Hal ini diungkapkan oleh pakar WHO David Williams menjelang Hari Kesadaran Gigitan Ular Internasional yang diperingati setiap tanggal 19 September.
Menurut WHO, antara 1,8 dan 2,7 juta kasus gigitan ular dilaporkan setiap tahunnya di seluruh dunia. Dari jumlah tersebut, diperkirakan terdapat sekitar 81.000 hingga 138.000 kematian.
Williams menjelaskan, kasus terbanyak tercatat di negara-negara di Asia, Afrika, dan Amerika Latin. Di India saja, diperkirakan 58.000 orang meninggal akibat gigitan ular setiap tahun antara tahun 2000 dan 2019.
Meskipun ular berbisa tersebar luas di wilayah tropis dan beriklim sedang di dunia, mulai dari hutan hujan hingga gurun kering dan bahkan tundra es di atas Lingkaran Arktik, dampak terbesar terhadap kesehatan masyarakat terjadi di negara-negara berpenghasilan rendah dan menengah di lingkungan tropis. dan subtropis,” kata David Williams, pakar WHO mengenai ular dan gigitan ular, pada pengarahan PBB di Jenewa, Anadolu Ajansi melaporkan.
Meskipun tidak semua gigitan ular berakibat fatal, banyak diantaranya yang menyebabkan kecacatan jangka panjang. Williams mengatakan dari setiap orang yang meninggal, ada tiga orang lainnya yang mengalami masalah serius seperti jaringan parut atau bahkan amputasi.
Hal ini menunjukkan bahwa dampak yang ditimbulkan akibat gigitan ular sangatlah besar, baik secara fisik maupun mental.

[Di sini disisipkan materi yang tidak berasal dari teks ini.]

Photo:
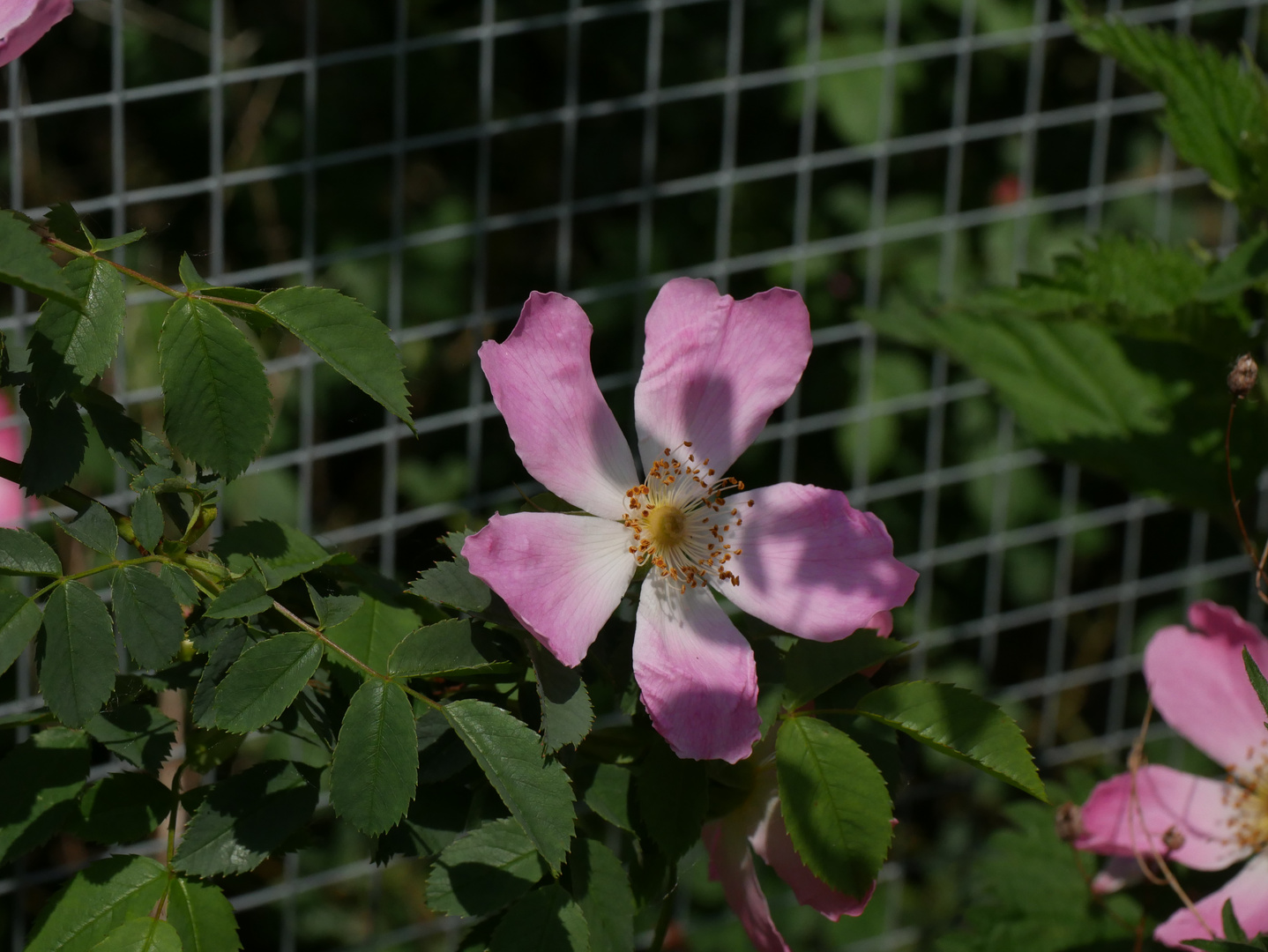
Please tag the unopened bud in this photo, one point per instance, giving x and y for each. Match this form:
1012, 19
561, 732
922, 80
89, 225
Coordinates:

Salah satu tantangan utama adalah terbatasnya akses terhadap layanan kesehatan yang memadai di daerah yang terkena dampak paling parah. Williams menekankan, antivenom, obat paling efektif untuk mengobati gigitan ular, jarang tersedia di banyak daerah.
“Antivenom, pengobatan paling efektif yang tersedia saat ini, sangat terbatas di banyak wilayah yang terkena dampak paling parah di dunia, dan sebuah penelitian memperkirakan bahwa Afrika Sub-Sahara hanya memiliki akses terhadap kurang dari 3% kebutuhan tahunannya,” katanya.
Studi ini menunjukkan bahwa di Afrika Sub-Sahara terdapat kurang dari 3% akses terhadap kebutuhan antivenom tahunan. Artinya, banyak masyarakat di daerah tersebut tidak mendapatkan perawatan yang dibutuhkan setelah digigit ular.
Williams juga memperingatkan bahwa perubahan iklim dapat memperburuk situasi. Dengan adanya perubahan iklim, habitat ular derik kemungkinan akan meluas, sehingga memaksa beberapa spesies untuk berpindah ke lingkungan baru.
Oleh karena itu, orang yang belum pernah bersentuhan dengan ular berbisa sebelumnya mungkin lebih rentan terkena gigitan.